(Big) Data Curation, Pipelines and Management

English
GRA 4157
6 Credits

Introduction

To gain consistent benefits from machine learning models in business, it is essential to move data science projects from experimentation to production by building automated machine learning pipelines. A standard machine learning pipeline consists of data preparation, model training, model evaluation and validation. The tasks of the automated pipeline range from collecting real-time streaming data to model and output management.

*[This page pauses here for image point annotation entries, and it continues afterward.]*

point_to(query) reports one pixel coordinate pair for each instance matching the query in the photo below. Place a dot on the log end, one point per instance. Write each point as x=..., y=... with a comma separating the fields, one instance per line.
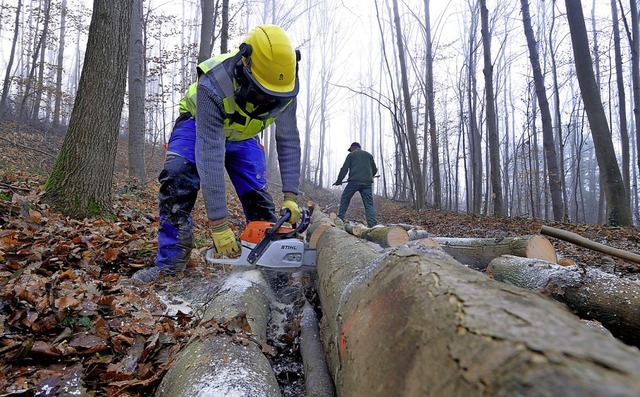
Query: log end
x=540, y=247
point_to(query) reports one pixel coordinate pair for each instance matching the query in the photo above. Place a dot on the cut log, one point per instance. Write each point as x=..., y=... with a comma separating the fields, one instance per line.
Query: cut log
x=354, y=228
x=385, y=236
x=590, y=293
x=422, y=324
x=478, y=252
x=318, y=382
x=219, y=364
x=585, y=242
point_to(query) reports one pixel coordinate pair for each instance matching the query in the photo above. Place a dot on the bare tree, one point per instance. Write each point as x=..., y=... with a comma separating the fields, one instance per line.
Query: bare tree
x=414, y=156
x=7, y=76
x=618, y=209
x=209, y=16
x=492, y=127
x=80, y=182
x=622, y=102
x=59, y=64
x=433, y=133
x=136, y=96
x=547, y=128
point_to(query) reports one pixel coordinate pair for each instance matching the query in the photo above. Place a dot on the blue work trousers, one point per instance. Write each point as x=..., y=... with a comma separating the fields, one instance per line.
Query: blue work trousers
x=179, y=184
x=366, y=193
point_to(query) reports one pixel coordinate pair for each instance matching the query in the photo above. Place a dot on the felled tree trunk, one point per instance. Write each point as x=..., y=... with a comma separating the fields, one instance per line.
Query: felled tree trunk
x=592, y=294
x=418, y=323
x=318, y=382
x=585, y=242
x=226, y=359
x=385, y=236
x=478, y=252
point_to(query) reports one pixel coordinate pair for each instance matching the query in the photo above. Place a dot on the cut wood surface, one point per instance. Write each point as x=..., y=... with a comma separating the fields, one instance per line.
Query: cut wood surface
x=318, y=381
x=219, y=364
x=478, y=252
x=418, y=323
x=585, y=242
x=385, y=236
x=592, y=294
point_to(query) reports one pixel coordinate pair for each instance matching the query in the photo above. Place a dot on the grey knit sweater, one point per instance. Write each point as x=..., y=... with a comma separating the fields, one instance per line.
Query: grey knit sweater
x=210, y=149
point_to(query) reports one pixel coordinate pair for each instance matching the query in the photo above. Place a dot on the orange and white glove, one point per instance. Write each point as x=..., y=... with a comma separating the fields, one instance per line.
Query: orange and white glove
x=290, y=204
x=224, y=239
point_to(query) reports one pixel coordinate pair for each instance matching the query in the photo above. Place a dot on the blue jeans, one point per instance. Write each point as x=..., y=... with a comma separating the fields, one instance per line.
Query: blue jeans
x=366, y=193
x=179, y=184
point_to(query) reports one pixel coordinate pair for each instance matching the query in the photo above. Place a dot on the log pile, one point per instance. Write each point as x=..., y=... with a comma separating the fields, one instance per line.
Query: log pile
x=590, y=293
x=226, y=357
x=414, y=321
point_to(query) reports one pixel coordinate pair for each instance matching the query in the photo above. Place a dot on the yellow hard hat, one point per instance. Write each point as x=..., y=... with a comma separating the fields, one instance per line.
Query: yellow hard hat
x=272, y=61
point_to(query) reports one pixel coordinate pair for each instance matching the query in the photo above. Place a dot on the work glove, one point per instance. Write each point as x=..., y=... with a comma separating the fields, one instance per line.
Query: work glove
x=290, y=204
x=224, y=239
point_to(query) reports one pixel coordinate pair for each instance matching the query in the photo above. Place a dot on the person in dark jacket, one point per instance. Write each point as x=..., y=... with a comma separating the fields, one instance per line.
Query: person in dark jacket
x=362, y=169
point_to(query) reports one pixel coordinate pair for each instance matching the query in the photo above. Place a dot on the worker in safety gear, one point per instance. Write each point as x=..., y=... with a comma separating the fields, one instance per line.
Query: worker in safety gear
x=238, y=95
x=361, y=168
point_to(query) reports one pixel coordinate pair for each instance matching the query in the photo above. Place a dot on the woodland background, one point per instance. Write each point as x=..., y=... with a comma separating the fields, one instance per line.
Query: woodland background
x=476, y=106
x=90, y=92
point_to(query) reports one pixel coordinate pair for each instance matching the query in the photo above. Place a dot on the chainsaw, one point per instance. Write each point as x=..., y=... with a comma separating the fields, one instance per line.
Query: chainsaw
x=272, y=245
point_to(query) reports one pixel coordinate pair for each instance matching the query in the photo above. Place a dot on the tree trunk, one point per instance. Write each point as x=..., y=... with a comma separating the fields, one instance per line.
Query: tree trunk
x=414, y=170
x=477, y=253
x=227, y=359
x=492, y=126
x=618, y=208
x=7, y=77
x=385, y=236
x=224, y=29
x=590, y=293
x=622, y=101
x=634, y=43
x=548, y=143
x=39, y=83
x=137, y=95
x=80, y=182
x=318, y=382
x=422, y=324
x=206, y=30
x=433, y=133
x=60, y=67
x=584, y=242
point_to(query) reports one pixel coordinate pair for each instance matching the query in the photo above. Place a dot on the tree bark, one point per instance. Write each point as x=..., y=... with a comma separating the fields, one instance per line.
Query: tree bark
x=618, y=208
x=7, y=77
x=415, y=170
x=421, y=324
x=206, y=30
x=431, y=112
x=585, y=242
x=80, y=182
x=555, y=186
x=318, y=382
x=137, y=95
x=492, y=126
x=220, y=364
x=477, y=253
x=60, y=67
x=592, y=294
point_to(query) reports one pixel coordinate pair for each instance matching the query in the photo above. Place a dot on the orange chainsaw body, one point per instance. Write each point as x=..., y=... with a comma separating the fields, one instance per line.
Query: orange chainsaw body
x=255, y=231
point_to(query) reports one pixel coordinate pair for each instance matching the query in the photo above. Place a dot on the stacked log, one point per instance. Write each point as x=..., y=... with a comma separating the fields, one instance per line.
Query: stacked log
x=590, y=293
x=418, y=323
x=477, y=253
x=228, y=361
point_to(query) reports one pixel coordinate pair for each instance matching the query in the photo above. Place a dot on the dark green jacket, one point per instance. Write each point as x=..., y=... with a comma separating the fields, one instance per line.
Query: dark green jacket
x=360, y=166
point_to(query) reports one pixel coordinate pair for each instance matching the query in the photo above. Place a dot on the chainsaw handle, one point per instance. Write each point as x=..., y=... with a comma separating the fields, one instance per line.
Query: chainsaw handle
x=257, y=251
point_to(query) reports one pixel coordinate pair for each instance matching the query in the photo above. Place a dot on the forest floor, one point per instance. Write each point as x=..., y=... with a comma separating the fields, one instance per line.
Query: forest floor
x=72, y=322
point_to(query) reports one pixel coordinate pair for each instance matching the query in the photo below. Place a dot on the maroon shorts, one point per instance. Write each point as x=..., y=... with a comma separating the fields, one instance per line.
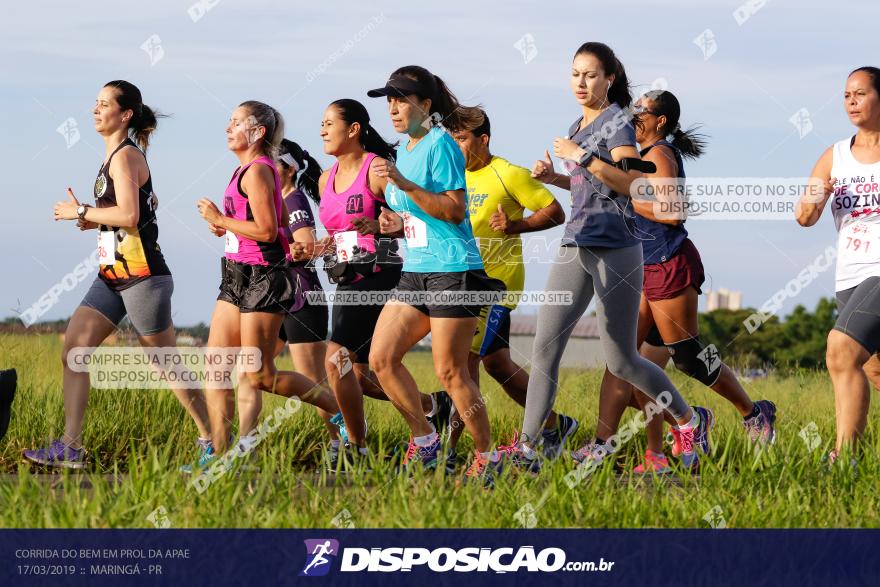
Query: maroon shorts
x=669, y=279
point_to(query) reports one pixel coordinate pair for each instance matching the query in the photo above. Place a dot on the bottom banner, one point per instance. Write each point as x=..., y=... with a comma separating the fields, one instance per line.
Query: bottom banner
x=402, y=557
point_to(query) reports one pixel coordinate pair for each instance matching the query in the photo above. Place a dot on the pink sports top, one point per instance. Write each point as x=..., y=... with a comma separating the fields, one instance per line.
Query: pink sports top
x=236, y=205
x=337, y=210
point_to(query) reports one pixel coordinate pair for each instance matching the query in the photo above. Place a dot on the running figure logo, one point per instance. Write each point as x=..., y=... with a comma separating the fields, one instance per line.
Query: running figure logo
x=317, y=552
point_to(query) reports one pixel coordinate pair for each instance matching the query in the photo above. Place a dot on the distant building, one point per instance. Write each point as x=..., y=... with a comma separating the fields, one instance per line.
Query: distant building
x=723, y=299
x=582, y=351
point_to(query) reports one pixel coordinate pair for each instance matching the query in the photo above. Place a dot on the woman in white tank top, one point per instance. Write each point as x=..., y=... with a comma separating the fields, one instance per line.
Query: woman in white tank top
x=848, y=174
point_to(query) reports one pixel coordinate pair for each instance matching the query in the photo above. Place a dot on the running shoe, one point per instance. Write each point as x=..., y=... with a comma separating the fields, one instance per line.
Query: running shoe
x=451, y=462
x=704, y=426
x=706, y=416
x=760, y=427
x=553, y=440
x=655, y=463
x=57, y=455
x=339, y=422
x=424, y=456
x=443, y=413
x=206, y=454
x=485, y=470
x=8, y=383
x=517, y=457
x=592, y=454
x=675, y=439
x=332, y=457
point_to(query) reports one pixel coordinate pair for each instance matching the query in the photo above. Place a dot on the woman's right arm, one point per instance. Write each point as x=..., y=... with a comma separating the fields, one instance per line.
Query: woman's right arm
x=543, y=171
x=820, y=186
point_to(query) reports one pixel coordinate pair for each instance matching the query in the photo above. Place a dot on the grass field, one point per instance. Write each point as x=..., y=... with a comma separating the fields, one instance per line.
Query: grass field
x=137, y=440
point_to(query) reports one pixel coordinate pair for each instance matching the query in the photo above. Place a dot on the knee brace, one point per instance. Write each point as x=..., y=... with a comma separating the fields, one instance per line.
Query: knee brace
x=696, y=361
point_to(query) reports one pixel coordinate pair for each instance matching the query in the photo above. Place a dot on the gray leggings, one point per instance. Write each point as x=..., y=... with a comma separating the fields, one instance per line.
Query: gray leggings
x=616, y=276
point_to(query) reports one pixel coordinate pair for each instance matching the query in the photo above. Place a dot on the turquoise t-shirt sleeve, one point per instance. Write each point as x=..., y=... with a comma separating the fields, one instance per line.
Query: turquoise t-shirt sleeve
x=447, y=165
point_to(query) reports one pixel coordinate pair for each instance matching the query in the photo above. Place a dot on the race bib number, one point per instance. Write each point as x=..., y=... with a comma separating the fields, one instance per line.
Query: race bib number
x=858, y=241
x=106, y=247
x=345, y=243
x=415, y=231
x=231, y=242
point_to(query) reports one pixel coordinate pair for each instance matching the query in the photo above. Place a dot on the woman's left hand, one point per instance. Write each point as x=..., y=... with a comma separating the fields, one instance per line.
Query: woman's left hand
x=388, y=170
x=366, y=226
x=209, y=211
x=567, y=149
x=66, y=211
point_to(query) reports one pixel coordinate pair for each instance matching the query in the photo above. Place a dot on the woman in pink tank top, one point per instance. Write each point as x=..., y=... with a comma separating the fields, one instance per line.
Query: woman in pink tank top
x=256, y=288
x=351, y=201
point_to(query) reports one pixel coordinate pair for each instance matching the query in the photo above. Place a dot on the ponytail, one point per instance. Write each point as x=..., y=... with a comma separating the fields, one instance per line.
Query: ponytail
x=689, y=143
x=144, y=120
x=445, y=107
x=371, y=141
x=308, y=169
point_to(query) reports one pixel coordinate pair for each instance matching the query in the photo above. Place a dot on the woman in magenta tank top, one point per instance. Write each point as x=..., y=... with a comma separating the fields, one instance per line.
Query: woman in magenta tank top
x=357, y=258
x=256, y=289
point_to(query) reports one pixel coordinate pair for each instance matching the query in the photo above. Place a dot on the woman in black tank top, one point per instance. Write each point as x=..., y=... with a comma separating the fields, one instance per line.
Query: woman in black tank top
x=133, y=278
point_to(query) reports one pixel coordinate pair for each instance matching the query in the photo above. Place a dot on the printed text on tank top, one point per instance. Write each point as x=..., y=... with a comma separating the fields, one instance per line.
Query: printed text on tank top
x=855, y=204
x=338, y=209
x=128, y=254
x=236, y=205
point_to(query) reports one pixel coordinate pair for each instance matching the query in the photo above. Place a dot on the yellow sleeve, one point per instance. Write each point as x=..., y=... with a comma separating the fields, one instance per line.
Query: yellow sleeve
x=525, y=189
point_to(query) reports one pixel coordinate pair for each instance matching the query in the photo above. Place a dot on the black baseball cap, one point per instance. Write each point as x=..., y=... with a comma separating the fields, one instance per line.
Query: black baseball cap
x=400, y=85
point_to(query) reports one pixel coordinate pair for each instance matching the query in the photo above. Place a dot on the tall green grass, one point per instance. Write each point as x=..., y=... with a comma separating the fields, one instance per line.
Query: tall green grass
x=137, y=441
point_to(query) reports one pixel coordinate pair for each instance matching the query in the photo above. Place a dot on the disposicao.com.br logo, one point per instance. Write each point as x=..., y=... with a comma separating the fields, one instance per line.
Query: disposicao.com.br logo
x=318, y=556
x=442, y=560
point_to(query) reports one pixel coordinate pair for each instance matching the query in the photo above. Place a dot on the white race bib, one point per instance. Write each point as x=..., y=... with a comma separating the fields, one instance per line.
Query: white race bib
x=106, y=247
x=858, y=243
x=345, y=243
x=415, y=230
x=231, y=242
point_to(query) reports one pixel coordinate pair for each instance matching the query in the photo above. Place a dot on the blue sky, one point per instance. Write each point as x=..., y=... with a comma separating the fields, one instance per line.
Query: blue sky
x=55, y=57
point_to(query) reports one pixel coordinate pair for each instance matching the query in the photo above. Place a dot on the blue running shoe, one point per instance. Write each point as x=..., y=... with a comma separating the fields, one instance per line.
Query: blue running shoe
x=57, y=456
x=420, y=456
x=206, y=456
x=339, y=422
x=518, y=458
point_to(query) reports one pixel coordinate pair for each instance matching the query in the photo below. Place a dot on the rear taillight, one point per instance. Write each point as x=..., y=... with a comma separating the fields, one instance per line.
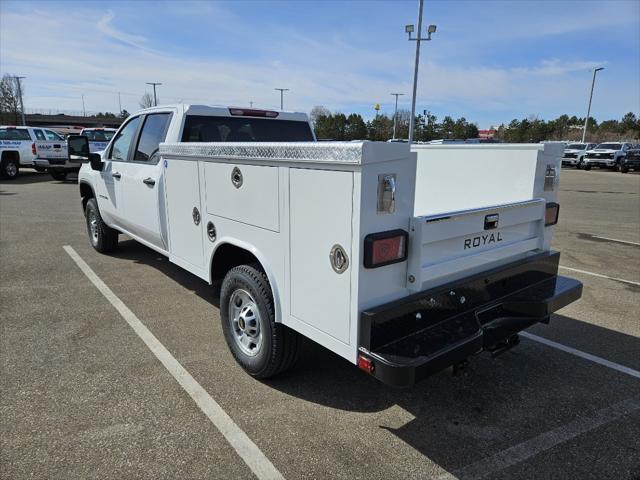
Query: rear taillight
x=246, y=112
x=551, y=214
x=385, y=248
x=365, y=364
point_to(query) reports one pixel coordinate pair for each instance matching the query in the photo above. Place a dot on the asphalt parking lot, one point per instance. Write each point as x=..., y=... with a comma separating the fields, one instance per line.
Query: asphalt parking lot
x=84, y=397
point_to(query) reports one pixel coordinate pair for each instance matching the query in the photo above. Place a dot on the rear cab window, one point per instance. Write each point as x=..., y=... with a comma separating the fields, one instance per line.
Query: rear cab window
x=14, y=134
x=205, y=128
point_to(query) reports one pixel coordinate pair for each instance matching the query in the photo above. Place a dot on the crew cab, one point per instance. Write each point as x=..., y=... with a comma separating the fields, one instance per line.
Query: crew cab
x=404, y=262
x=16, y=148
x=606, y=155
x=573, y=154
x=631, y=160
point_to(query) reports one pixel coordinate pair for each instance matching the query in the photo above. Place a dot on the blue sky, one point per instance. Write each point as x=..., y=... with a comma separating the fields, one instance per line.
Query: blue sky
x=489, y=61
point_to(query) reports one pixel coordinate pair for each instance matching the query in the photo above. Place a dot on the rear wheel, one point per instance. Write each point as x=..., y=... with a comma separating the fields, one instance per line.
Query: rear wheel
x=261, y=346
x=60, y=175
x=102, y=237
x=9, y=168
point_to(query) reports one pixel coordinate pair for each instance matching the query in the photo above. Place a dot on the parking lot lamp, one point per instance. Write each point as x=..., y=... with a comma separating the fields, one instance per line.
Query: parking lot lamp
x=586, y=120
x=19, y=85
x=395, y=115
x=282, y=90
x=155, y=98
x=409, y=30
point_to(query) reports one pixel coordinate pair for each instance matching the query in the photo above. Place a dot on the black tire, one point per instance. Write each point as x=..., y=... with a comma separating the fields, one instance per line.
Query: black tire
x=60, y=175
x=104, y=238
x=9, y=168
x=278, y=346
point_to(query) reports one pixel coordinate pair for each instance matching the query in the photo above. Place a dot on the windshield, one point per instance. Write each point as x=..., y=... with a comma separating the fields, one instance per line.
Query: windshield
x=200, y=128
x=98, y=135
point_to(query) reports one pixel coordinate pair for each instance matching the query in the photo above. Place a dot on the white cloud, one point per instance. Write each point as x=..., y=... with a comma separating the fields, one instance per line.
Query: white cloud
x=327, y=71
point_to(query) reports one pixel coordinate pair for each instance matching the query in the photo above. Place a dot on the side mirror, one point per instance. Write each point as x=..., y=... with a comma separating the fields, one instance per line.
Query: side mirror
x=78, y=149
x=78, y=152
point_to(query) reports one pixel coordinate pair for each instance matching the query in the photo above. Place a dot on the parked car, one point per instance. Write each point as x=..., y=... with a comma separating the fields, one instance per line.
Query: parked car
x=606, y=155
x=17, y=150
x=401, y=272
x=573, y=154
x=631, y=160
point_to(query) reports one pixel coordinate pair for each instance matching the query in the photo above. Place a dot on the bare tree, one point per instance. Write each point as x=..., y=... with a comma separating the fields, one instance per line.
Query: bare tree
x=146, y=100
x=319, y=111
x=9, y=100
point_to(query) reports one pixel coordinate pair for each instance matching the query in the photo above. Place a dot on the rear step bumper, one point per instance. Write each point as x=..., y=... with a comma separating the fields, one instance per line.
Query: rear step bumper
x=409, y=339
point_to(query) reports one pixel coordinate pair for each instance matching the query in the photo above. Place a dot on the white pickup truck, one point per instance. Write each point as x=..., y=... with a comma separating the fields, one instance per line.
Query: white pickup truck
x=17, y=148
x=53, y=156
x=404, y=263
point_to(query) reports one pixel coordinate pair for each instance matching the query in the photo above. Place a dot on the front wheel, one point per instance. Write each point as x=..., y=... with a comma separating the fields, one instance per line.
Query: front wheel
x=262, y=347
x=102, y=237
x=60, y=175
x=9, y=168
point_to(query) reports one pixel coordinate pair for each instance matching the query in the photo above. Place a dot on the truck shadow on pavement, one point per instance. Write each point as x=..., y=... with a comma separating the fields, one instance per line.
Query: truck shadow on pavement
x=491, y=406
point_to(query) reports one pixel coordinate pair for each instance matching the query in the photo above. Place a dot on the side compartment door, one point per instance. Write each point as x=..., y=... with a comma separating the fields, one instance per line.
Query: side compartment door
x=143, y=182
x=320, y=220
x=109, y=184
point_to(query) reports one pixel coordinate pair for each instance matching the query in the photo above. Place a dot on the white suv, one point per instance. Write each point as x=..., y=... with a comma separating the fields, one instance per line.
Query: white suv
x=573, y=154
x=606, y=155
x=17, y=148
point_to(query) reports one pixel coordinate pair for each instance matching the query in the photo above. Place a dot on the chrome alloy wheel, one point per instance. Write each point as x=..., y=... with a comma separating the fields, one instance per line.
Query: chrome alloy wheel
x=93, y=227
x=245, y=322
x=11, y=170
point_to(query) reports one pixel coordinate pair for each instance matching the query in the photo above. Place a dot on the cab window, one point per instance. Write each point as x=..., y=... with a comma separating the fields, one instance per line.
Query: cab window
x=123, y=140
x=153, y=133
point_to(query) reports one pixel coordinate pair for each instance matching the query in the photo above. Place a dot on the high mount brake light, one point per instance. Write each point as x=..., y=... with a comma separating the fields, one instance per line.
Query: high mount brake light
x=551, y=214
x=247, y=112
x=385, y=248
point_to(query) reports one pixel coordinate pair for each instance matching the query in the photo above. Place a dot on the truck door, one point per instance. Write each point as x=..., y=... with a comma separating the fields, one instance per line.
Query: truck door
x=142, y=181
x=109, y=182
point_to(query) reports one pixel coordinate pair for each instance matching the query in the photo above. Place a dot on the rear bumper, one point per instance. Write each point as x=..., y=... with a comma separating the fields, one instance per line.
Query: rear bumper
x=410, y=339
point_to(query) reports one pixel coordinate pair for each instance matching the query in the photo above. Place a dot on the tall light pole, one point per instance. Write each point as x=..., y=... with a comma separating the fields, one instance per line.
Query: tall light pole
x=282, y=90
x=20, y=96
x=155, y=98
x=409, y=29
x=586, y=120
x=395, y=115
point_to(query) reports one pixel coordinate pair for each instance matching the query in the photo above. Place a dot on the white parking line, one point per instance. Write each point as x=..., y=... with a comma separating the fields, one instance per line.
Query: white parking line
x=536, y=445
x=616, y=240
x=630, y=282
x=241, y=443
x=581, y=354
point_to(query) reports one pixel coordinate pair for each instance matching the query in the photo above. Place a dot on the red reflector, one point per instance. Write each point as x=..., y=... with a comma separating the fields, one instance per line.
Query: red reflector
x=385, y=248
x=551, y=214
x=388, y=249
x=365, y=364
x=247, y=112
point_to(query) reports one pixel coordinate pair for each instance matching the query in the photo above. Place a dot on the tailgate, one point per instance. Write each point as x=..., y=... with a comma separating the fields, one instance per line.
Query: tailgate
x=51, y=150
x=445, y=247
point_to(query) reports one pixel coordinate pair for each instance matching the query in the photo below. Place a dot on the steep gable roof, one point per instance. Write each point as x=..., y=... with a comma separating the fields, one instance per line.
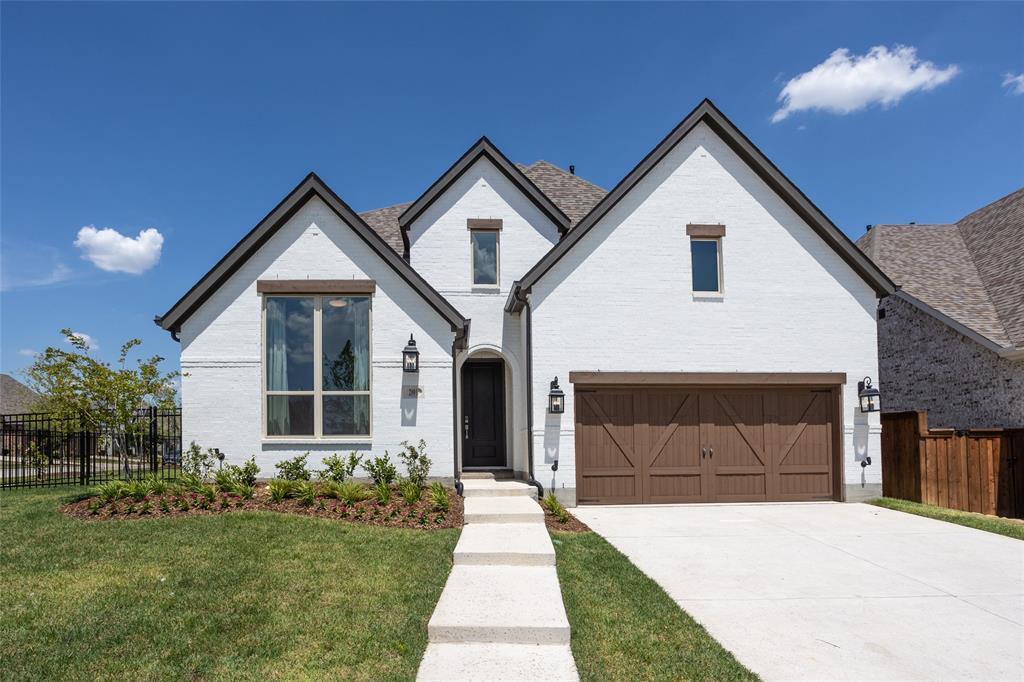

In this course, you will learn the life cycle of a data science project and the responsibilities of different roles in a data science team. You will also learn how to build an efficient end-to-end data science project and get hands-on experience on programming in python. Particular focus will be put on what is typically the most time consuming part, namely data curation, cleaning, and management, including different database infrastructures and SQL-style queries.

Course content

The course will go towards advanced python programming with a particular focus on data science project life cycles. This includes:

Understanding business problems.
Under data curation, collection, and preprocessing the course will cover:
- Reading and writing data “manually” to files in python.
- Handling missing values, outliers, and other data anomalies.
- Database infrastructures and explore and curate data with pandas (including SQL and MongoDB).
- Make analysis queries that answer business questions.
- Create training data using queries.
Feature engineering.
Model building and deployment, including machine learning.
Roles and responsibilities in data science projects.

Disclaimer

This is an excerpt from the complete course description for the course. If you are an active student at BI, you can find the complete course descriptions with information on eg. learning goals, learning process, curriculum and exam at portal.bi.no. We reserve the right to make changes to this description.